Synopsis: Tumor microenvironment (TME) biology has been extensively explored in various lymphoma entities revealing significant and variable contributions of reactive immune cells to pathogenesis. Recent investigations e.g. in classic Hodgkin lymphoma, follicular lymphoma and diffuse large B cell lymphoma have also showed correlations of the TME composition and checkpoint protein expression with treatment outcome. The TME of B-cell lymphomas and, in particular, its composition and the spatial distribution of its components, can be perceived as a complex function of many factors, including altered genetic features of the malignant cells and aberrant molecular crosstalk between malignant and non-malignant cells mediated by receptor-ligand interactions and the release of cytokines and chemokines. Other host-specific factors include those involved in anti-tumor inflammatory responses or systemic immunocompetence.

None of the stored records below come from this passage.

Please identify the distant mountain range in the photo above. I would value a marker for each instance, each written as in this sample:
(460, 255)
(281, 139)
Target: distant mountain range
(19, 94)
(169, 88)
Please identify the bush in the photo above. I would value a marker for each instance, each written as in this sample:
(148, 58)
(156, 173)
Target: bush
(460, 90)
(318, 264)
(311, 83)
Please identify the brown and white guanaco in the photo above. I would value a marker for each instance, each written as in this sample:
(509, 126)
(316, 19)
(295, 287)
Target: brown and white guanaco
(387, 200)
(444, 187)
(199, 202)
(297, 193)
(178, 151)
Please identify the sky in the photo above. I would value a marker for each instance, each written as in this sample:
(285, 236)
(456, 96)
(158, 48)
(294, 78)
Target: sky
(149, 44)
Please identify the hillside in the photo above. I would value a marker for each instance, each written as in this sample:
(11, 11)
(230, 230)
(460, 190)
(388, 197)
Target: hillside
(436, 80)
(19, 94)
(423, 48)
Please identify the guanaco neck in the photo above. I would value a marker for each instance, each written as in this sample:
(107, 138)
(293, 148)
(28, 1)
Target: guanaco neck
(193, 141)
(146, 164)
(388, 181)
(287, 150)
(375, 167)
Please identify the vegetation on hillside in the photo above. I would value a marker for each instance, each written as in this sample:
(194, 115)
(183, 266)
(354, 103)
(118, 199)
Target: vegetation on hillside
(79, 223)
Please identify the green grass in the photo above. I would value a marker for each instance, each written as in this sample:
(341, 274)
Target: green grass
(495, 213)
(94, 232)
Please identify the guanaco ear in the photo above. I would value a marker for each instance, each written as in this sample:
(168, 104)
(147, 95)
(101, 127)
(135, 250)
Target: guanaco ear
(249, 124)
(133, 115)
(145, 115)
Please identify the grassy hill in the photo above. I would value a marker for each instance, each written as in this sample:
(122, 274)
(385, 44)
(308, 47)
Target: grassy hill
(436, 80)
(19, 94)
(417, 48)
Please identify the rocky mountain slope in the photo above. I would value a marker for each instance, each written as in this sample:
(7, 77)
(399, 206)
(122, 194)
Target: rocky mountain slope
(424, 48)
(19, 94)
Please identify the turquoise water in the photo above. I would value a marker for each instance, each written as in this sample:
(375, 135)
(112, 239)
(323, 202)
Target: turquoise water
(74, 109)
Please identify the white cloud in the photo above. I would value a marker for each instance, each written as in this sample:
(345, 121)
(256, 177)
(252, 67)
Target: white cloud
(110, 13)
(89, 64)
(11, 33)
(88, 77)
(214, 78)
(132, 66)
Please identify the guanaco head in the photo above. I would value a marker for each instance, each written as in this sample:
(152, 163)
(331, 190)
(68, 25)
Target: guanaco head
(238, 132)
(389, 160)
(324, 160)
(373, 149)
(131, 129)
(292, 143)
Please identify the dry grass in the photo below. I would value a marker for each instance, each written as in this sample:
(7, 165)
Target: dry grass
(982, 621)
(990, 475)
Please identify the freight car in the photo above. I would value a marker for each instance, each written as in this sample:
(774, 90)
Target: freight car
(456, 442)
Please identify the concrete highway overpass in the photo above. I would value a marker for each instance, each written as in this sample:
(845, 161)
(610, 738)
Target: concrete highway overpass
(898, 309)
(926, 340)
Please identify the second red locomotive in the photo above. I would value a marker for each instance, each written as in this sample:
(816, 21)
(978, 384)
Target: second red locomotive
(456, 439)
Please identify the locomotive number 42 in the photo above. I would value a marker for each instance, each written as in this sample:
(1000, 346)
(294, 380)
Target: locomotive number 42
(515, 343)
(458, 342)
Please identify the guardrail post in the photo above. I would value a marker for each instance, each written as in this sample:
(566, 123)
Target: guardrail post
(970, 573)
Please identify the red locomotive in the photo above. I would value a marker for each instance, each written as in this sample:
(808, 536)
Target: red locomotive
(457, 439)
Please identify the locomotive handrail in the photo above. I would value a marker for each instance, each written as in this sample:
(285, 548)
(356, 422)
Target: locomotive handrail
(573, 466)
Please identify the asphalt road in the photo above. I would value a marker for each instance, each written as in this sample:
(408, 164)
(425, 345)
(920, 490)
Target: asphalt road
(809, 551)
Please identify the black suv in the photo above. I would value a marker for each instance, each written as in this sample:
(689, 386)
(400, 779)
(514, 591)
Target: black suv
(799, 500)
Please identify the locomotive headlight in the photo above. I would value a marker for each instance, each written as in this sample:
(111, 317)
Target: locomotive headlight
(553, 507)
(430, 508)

In genomics studies, the cancer cells have been shown to undergo selection within their specific TME ‘ecosystems’ by mutation-based immune escape; e.g., by B2M and CIITA mutations resulting in loss of MHC-I / MHC-II expression, copy number amplification and rearrangement of PDL1 and PDL2 leading to T-cell anergy, and TNFRSF14 mutations restraining T-helper cell signals. Most recently, single cell RNA sequencing has broadened opportunities to describe the composition and cellular subsets in the TME. Synergistic to advances in single cell sequencing, multiplexed imaging techniques have added another dimension to describing cellular crosstalk in the context of the histology architecture of lymphomas. In this presentation, translational progress in our understanding of TME biology for biomarker development and improved treatment strategies will be discussed.
About the presenter: Dr Steidl is the Research Director of the Centre for Lymphoid Cancer at BC Cancer and Associate Professor in the Department of Pathology and Laboratory Medicine at the University of British Columbia. He has specific expertise in clinical malignant hematology, molecular pathology, genomics and lymphoma biology. Dr Steidl’s translational research group focuses on the pathogenesis of B cell lymphomas, tumor microenvironment biology and applied genomics.
Dr Steidl contributed to the discovery of novel somatic gene mutations in B cell lymphomas using next generation sequencing, and established microenvironment composition, and tumor-associated macrophages and normal B cells in particular, as novel biomarkers for outcome prediction in Hodgkin lymphoma.